Soil balancing is a lot like how we maintain our own health. To illustrate his point he tells us a story about a particularly pervasive weed: “We had this one block that was blanketed in a bulb called nutsedge.” So, instead of killing the invader with herbicides (and all the soil microbes along with it), Grieve analysed soil samples to see what was lacking and what this bulb was evidence of.
He found that there were varying degrees of zinc and calcium depletion, as well as phosphate issues, which were causing anaerobic soil conditions. They set the balance right by adding nutrients directly back into the soil, such as volcanic rock and sea solids, to create conditions that were no longer conducive to the problematic weed. It naturally died off and, a year later, the nutsedge had been replaced by an endemic species of fynbos, thereby returning the vineyard to a more natural eco-system.

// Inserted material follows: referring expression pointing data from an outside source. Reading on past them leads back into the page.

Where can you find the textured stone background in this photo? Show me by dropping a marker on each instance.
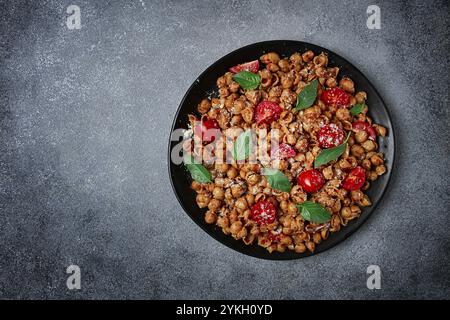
(85, 118)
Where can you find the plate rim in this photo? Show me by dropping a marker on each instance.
(271, 256)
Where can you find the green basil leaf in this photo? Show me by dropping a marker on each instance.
(247, 80)
(242, 146)
(307, 96)
(277, 179)
(313, 212)
(357, 109)
(198, 172)
(331, 154)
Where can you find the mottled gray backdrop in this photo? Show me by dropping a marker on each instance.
(85, 117)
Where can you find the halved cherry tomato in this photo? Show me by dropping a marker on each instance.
(263, 212)
(310, 180)
(206, 130)
(365, 126)
(355, 179)
(336, 97)
(284, 151)
(252, 66)
(330, 135)
(267, 111)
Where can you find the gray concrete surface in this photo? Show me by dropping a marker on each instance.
(85, 118)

Let’s dig a bit deeper. This natural science around balancing soil shuns synthetic chemical fertilisers in favour of nine core ‘preparations’, which ‘feed and nurture the soil through the year’. “It’s a science of not using chemicals but rather about understanding the why and how of what we do.”
It does get a little more esoteric. Before being added to the soil these preparations are stirred into a vortex ‘to create alignment and rhythm, and then reversed to create energy and chaos’. This hour-long process is called ‘dynamising’.
Grieve is adamant they don’t farm this way to jump on an eco bandwagon but simply: “We do it to create wines that are truly expressive, wines that are truly Avondale.”
There is a lot more to biodynamic farming. Avondale is after all the farm where the ducks runneth over (a flock of white Pekin ducks keep the snails at bay) but, when talking about viticulture, soil health is surely ground zero.
Can you get more ‘terroir specific’ than by keeping soils healthy and naturally in balance? When thought about like this, biodynamic farming starts to make a whole lot of sense, whether illuminated by the light of the moon, or not.